- Original cast album cover
- Music: Vivian Ellis
- Lyrics: A. P. Herbert
- Book: A. P. Herbert
- Productions: 1947 West End 1987 Off-West End revival

= Bless the Bride =

Musical by Vivian Ellis and A. P. Herbert

Bless the Bride is a musical with music by Vivian Ellis and a book and lyrics by A. P. Herbert, the third of five musicals they wrote together. The story is about an English girl who elopes with a debonair French actor; he goes off to serve in the Franco-Prussian War, and his friend, who bears a grudge against the English, tells his bride that he has been killed in action. The musical is remembered as Ellis's best work and for the recordings of "This is my lovely day" and "I was never kissed before", with the original stars Lizbeth Webb and Georges Guétary.

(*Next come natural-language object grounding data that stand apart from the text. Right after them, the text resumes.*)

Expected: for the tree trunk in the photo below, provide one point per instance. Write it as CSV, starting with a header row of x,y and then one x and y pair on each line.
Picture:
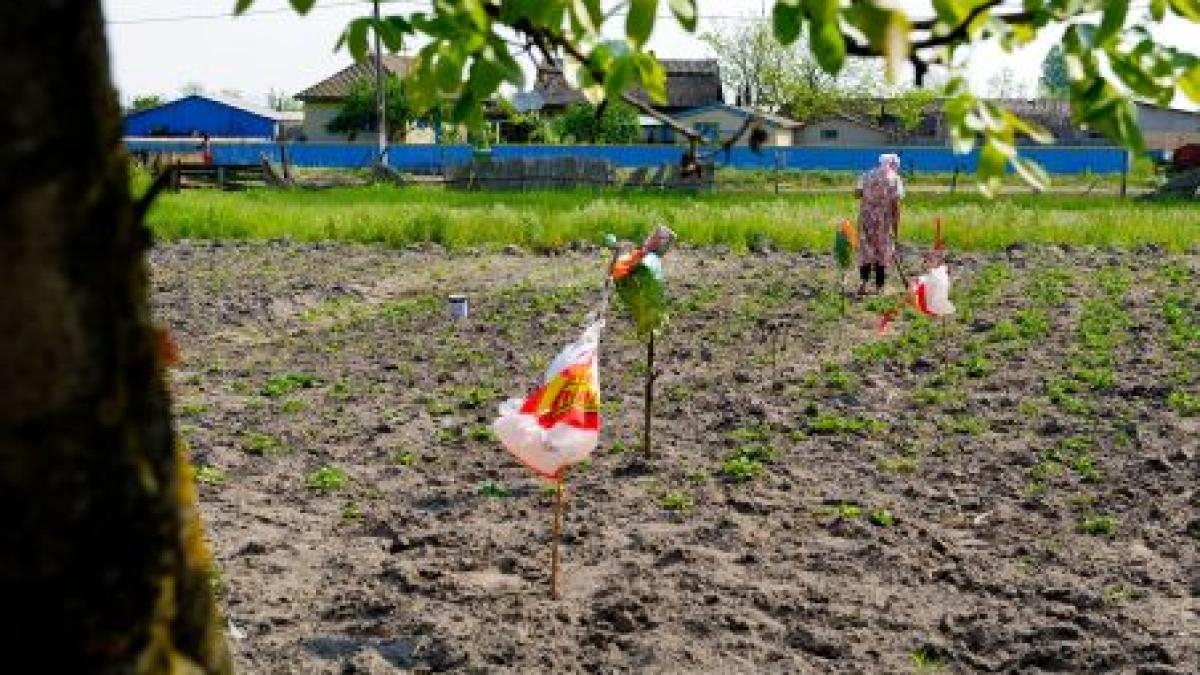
x,y
102,561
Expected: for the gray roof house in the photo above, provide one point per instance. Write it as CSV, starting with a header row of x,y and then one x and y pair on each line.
x,y
691,83
323,100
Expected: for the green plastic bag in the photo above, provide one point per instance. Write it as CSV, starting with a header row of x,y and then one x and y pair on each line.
x,y
645,294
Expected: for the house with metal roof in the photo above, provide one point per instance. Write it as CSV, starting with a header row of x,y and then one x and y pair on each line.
x,y
217,117
720,121
323,101
691,83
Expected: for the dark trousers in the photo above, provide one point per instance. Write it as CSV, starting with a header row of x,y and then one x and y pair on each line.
x,y
864,273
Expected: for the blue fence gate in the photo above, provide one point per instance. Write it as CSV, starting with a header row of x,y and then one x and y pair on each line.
x,y
1056,160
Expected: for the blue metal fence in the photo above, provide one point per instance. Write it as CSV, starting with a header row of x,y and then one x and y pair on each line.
x,y
436,157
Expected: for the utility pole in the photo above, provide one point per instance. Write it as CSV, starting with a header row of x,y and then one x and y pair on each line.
x,y
381,102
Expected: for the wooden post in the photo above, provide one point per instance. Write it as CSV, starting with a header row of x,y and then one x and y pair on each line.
x,y
648,413
561,489
381,101
1125,177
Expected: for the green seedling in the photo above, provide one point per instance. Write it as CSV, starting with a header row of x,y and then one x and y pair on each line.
x,y
1185,404
677,501
258,443
966,424
742,469
475,398
927,659
834,424
1085,467
293,406
282,384
481,432
210,475
750,434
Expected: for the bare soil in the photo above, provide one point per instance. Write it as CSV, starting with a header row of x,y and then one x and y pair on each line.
x,y
989,494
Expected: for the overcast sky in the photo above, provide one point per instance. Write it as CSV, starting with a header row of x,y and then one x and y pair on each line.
x,y
159,47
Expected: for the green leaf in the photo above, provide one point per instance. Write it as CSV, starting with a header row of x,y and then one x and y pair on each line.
x,y
1187,9
829,47
993,163
886,29
654,79
391,31
1189,83
621,75
685,13
303,6
587,16
355,39
449,69
1115,12
640,21
787,21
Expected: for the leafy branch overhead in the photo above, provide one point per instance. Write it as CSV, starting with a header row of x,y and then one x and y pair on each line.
x,y
469,48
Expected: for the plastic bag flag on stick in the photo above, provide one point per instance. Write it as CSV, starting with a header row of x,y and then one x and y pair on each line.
x,y
931,292
845,245
558,424
640,282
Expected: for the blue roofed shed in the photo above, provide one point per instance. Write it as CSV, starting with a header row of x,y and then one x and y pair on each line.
x,y
217,117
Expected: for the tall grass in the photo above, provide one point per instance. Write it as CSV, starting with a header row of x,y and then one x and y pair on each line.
x,y
399,216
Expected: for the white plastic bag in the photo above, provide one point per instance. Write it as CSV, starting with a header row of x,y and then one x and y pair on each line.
x,y
558,424
933,292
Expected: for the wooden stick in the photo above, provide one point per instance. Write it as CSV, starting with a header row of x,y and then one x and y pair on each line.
x,y
561,489
648,413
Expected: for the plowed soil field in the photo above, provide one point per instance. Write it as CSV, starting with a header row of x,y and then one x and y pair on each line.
x,y
1013,489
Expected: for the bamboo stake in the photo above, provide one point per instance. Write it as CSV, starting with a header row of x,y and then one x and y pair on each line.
x,y
648,413
559,495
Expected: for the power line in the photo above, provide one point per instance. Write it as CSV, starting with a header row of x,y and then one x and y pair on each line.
x,y
1137,5
161,19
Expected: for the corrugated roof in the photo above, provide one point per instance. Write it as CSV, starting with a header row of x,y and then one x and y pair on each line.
x,y
769,118
340,84
691,83
240,103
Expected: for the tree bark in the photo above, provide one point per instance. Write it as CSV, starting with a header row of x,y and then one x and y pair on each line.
x,y
102,561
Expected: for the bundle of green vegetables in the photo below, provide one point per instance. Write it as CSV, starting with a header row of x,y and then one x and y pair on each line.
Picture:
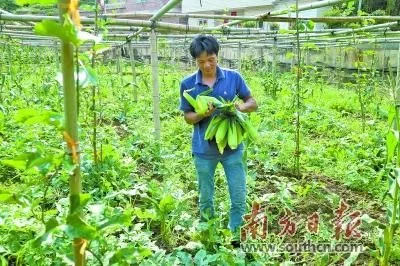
x,y
229,126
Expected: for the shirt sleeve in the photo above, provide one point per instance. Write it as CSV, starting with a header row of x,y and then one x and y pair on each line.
x,y
184,104
242,90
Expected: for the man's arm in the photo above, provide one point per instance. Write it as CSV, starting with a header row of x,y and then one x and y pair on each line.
x,y
249,105
193,117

The original production opened at the Adelphi Theatre in London on 26 April 1947 and ran for 886 performances. A revival was presented in London as Sadler's Wells Theatre in 1987.

==Original production==
The show was Charles B. Cochran's 125th production. Cochran had signed 19-year-old Adele Leigh as the lead, but the next day the new Royal Opera offered her principal roles. After much negotiation, Cochran released her from the contract and hired Lizbeth Webb.

The musical opened at the Adelphi Theatre in London on 26 April 1947, just before Oklahoma!, and was directed by Wendy Toye. It was not overshadowed by the American hit, enjoying a good reception from the critics and audiences, and running for three years and a total of 886 performances. The production was notable for its highly stylised scenery by Tanya Moiseiwitsch, a break with the realism of earlier musical comedy sets. One of Webb's songs with Guétary, "This Is My Lovely Day", became one of the BBC's most requested songs of all times, and the song's popularity, and that of the show, were increased by their association with the wedding in 1947 of Princess Elizabeth and Lt. Philip Mountbatten.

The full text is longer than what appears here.